Unsolved
This post is more than 5 years old
28 Posts
0
5243
November 3rd, 2011 09:00
To Multiplex Redo Logs or Not To Multiplex Redo Logs
That is the question, to which I would love to hear what other people are doing. I am a believer that redo logs no longer need to be multiplexed. The instance of a corrupt write to redo logs is increasingly rare. I my experience I have seen or heard of only 1 in the last 5 years of my career working with hundreds of databases, many of which are highly transactional.
My quest to remove multiplexing started from these high transactional databases that always had heavy waits on redo writes. This is especially true while doing remote synchronous replication to a DR site. Many people argue that it is still possible and the performance hit to highly transactional databases is necessary to protect the database, just in case.
I am very interested to get other perspectives/arguments for or against.
jweinshe
40 Posts
1
November 7th, 2011 09:00
I'll take the always safe answer of "It depends". I do run multiplexed redo logs and I see no reason not to if you're not running into the performance bottleneck you're seeing with high transactional databases.
In the event you are running high transactional databases and are experiencing heavy waits on redo writes, to me you can do a few things to mitigate the performance impact. There's no reason these multiplexed redo logs need to be on the same disks/LUN and given that part of the reason you're doing this is to avoid losing redo logs due to a disk failure or corruption during write, it would be in your best interest to always write the members of the multiplexed redo logs to different sets of physical disks.
As far as DR - again, sadly, it depends. Depending on the architecture and the DR method (recoverpoint, Oracle data guard, etc) it may be possible to write only one member to the DR site (for example, with recoverpoint and choosing what LUNs to replicate) or to compress the redo log traffic (11g Oracle redo transport compression) at the database level or even at the network level (Cisco WAAS devices and Silverpeak can both compress Celerra traffic). What you already have in place and can leverage might make sense then buying licenses / hardware for other solutions and at that point you're talking a cost benefit solution for the business, not a technical solution.

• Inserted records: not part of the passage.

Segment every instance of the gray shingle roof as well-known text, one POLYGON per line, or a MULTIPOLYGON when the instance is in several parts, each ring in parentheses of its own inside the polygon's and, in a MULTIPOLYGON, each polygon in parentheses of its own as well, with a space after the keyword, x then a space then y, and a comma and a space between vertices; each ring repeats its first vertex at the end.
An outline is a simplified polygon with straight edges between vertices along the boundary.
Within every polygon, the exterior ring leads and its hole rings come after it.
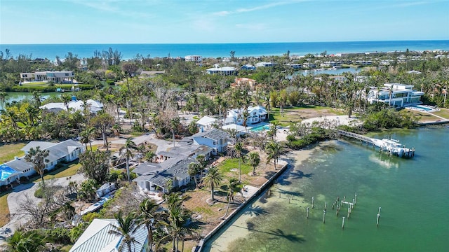
POLYGON ((220 139, 225 139, 229 137, 229 134, 222 130, 217 129, 211 129, 204 132, 198 132, 192 136, 192 137, 207 137, 208 139, 220 141, 220 139))

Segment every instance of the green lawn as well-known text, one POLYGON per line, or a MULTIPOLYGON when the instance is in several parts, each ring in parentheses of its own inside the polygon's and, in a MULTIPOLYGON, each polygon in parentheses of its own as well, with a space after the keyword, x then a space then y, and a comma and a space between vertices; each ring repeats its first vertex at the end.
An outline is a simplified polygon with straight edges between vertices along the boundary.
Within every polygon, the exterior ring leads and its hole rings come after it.
MULTIPOLYGON (((235 172, 236 174, 239 174, 239 159, 229 158, 223 161, 218 165, 218 169, 223 173, 235 172), (232 169, 236 169, 236 172, 232 172, 232 169)), ((247 163, 241 163, 241 174, 246 174, 250 171, 253 171, 253 167, 247 163)))
POLYGON ((439 111, 431 112, 431 114, 441 116, 443 118, 449 119, 449 109, 440 108, 439 111))
MULTIPOLYGON (((43 179, 48 180, 52 178, 59 178, 75 175, 76 174, 76 172, 81 167, 81 164, 79 164, 78 161, 76 161, 74 162, 69 164, 68 165, 64 165, 60 169, 48 172, 46 174, 46 176, 43 176, 43 179)), ((39 182, 41 178, 38 176, 33 181, 33 182, 39 182)))
POLYGON ((8 195, 9 192, 0 194, 0 227, 9 222, 9 207, 8 206, 8 195))
POLYGON ((14 157, 22 157, 25 153, 20 150, 27 144, 8 144, 0 146, 0 162, 4 163, 14 159, 14 157))

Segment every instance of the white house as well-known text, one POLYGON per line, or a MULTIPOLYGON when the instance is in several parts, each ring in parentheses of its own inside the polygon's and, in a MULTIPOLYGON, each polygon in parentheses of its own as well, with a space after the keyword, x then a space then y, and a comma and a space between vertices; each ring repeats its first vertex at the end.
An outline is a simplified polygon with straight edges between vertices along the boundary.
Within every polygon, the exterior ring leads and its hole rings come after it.
POLYGON ((423 95, 423 92, 413 90, 413 85, 386 83, 382 88, 371 88, 368 99, 370 103, 383 102, 394 107, 403 107, 421 104, 423 95))
MULTIPOLYGON (((62 162, 72 162, 83 153, 85 147, 83 144, 73 140, 66 140, 60 143, 32 141, 25 146, 23 150, 25 155, 29 150, 39 146, 41 150, 48 150, 48 160, 46 163, 45 171, 51 171, 55 166, 62 162)), ((25 156, 15 158, 13 160, 0 165, 0 186, 8 185, 20 180, 22 177, 29 177, 36 174, 32 163, 27 162, 25 156)))
POLYGON ((229 135, 222 130, 211 129, 198 132, 192 137, 194 139, 194 144, 209 146, 213 149, 213 154, 217 155, 227 149, 227 139, 229 135))
POLYGON ((195 63, 200 63, 203 61, 203 59, 200 55, 187 55, 185 57, 184 59, 187 62, 192 62, 195 63))
POLYGON ((200 120, 196 121, 196 126, 200 129, 207 130, 213 127, 213 125, 217 122, 217 119, 209 116, 203 116, 200 120))
POLYGON ((72 83, 75 74, 72 71, 37 71, 20 73, 23 81, 53 81, 55 83, 72 83))
MULTIPOLYGON (((235 123, 239 125, 243 124, 243 111, 244 108, 233 108, 227 111, 227 121, 228 123, 224 123, 225 125, 229 124, 235 123)), ((267 110, 262 106, 250 106, 247 109, 249 117, 246 119, 247 125, 253 125, 259 123, 267 119, 267 110)))
POLYGON ((232 66, 213 67, 206 70, 209 74, 221 74, 231 76, 237 74, 237 69, 232 66))
POLYGON ((236 78, 234 83, 231 83, 232 88, 248 87, 251 90, 255 88, 256 80, 249 78, 236 78))
POLYGON ((240 70, 255 70, 255 66, 247 64, 240 66, 240 70))
POLYGON ((273 62, 262 62, 256 63, 255 67, 267 67, 267 66, 273 66, 274 65, 274 64, 273 62))
MULTIPOLYGON (((69 252, 118 252, 128 251, 128 246, 122 244, 123 236, 109 232, 116 230, 118 226, 115 219, 93 219, 91 225, 84 230, 69 252)), ((141 226, 133 234, 135 241, 131 244, 132 252, 147 251, 148 248, 148 231, 141 226)))
MULTIPOLYGON (((88 99, 86 102, 83 101, 76 101, 74 97, 72 100, 67 103, 69 109, 72 111, 83 111, 85 107, 88 109, 91 113, 96 113, 103 109, 103 104, 98 101, 88 99)), ((41 109, 48 110, 49 112, 59 112, 60 111, 67 111, 67 108, 63 102, 52 102, 41 106, 41 109)))

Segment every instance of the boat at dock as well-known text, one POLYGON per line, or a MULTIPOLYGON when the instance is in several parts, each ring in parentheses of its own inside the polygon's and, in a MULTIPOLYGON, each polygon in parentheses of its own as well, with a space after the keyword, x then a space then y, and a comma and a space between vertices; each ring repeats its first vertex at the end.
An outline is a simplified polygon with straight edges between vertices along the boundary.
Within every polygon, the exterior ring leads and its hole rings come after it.
POLYGON ((381 152, 385 152, 389 155, 394 155, 399 158, 413 158, 415 156, 415 148, 407 148, 399 143, 399 140, 391 139, 377 139, 344 130, 338 130, 338 133, 342 136, 361 140, 368 144, 373 144, 373 146, 379 147, 381 152))

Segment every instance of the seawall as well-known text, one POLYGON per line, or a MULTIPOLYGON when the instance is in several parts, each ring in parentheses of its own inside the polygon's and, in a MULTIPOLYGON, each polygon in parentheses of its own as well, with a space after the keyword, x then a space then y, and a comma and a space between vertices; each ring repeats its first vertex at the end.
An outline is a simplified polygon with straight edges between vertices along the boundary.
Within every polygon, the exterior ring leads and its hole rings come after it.
POLYGON ((282 175, 287 169, 288 169, 288 162, 279 160, 279 163, 282 164, 282 168, 280 170, 278 170, 278 172, 274 174, 272 177, 271 177, 269 180, 267 180, 263 185, 262 185, 259 189, 251 196, 248 198, 243 203, 242 203, 237 209, 236 209, 234 211, 232 211, 226 219, 223 220, 218 225, 217 225, 212 231, 210 231, 204 238, 203 238, 199 244, 194 247, 192 249, 192 252, 201 252, 203 251, 203 246, 206 244, 206 242, 213 237, 217 232, 218 232, 222 228, 223 228, 226 224, 227 224, 229 221, 232 220, 234 217, 237 215, 240 212, 241 209, 245 208, 250 202, 253 201, 253 199, 258 197, 260 195, 270 186, 273 184, 273 182, 276 181, 281 175, 282 175))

Finally, on the actual mechanics of the heavy waits on redo writes, you might want to check out this post by Kevin Closson who now works in the Greenplum area of EMC - http://kevinclosson.wordpress.com/2007/07/21/manly-men-only-use-solid-state-disk-for-redo-logging-lgwr-io-is-simple-but-not-lgwr-processing/ . Honestly, it's a bit more technical than I can summarize.
BartS
46 Posts
1
November 9th, 2011 02:00
Hi Jay,
I had a few good discussions with some of my customers on this. A lot of myths around the level of extra protection exist.
My personal opinion, and backed by challenging discussions with my peers: If you run on EMC (and enjoy the excellent RAID protection, cache/disk scrubbing, power destage, disk checksumming, hot spares etc) then there is no real technical reason to mirror redo logs. Maybe only political/support reasons.
More on my blog: http://bartsjerps.wordpress.com/2011/03/23/duplexing-redo-logs/
I'd like to hear your thoughts :-)
jweinshe
40 Posts
0
November 9th, 2011 06:00
I'll check out your blog - thanks!
Honestly, until Darryl brought it up, I never really had thought about it - but then I don't see systems pushing as many transactions as Darryl is running
Admittedly this is an EMC forum, but Darryl never said it had to be running on EMC hardware.
On this same area (multiplexing of files) do you feel the idea of multiple control files is also not needed technically?
DarrylBSmith
28 Posts
0
November 9th, 2011 06:00
Multiplexing of control files, in my opinion is essential. If someone were to accidentally delete one, your database is now just a bunch of bytes. As long as you have a control file and a backup, your database is recoverable. Not so worried about corruption as accidental loss, also contention tends to be much more manageable.
BartS
46 Posts
0
November 9th, 2011 08:00
Daryll,
I see your point... but I cannot imagine how someone could *accidentally* delete just a redo logfile, and not other datafiles...
Furthermore, if you use Oracle ASM then you can't even do this with a regular Unix command.
Someone foolish enough to manage to get the redo log destroyed will most likely cause much more damage. For those situations we have snaps/clones and continuous data protection.
Besides, if you duplicate the redo logs, then the same fool would probably delete both in one go. Then the database is still dead beef.
I discussed exactly the same points with my peers at customers. Totally understand the urge to try to make things monkey proof. However, the chance of being saved by redo mirroring after someone does something stupid - without causing much more damage - is, IMHO, very minimal...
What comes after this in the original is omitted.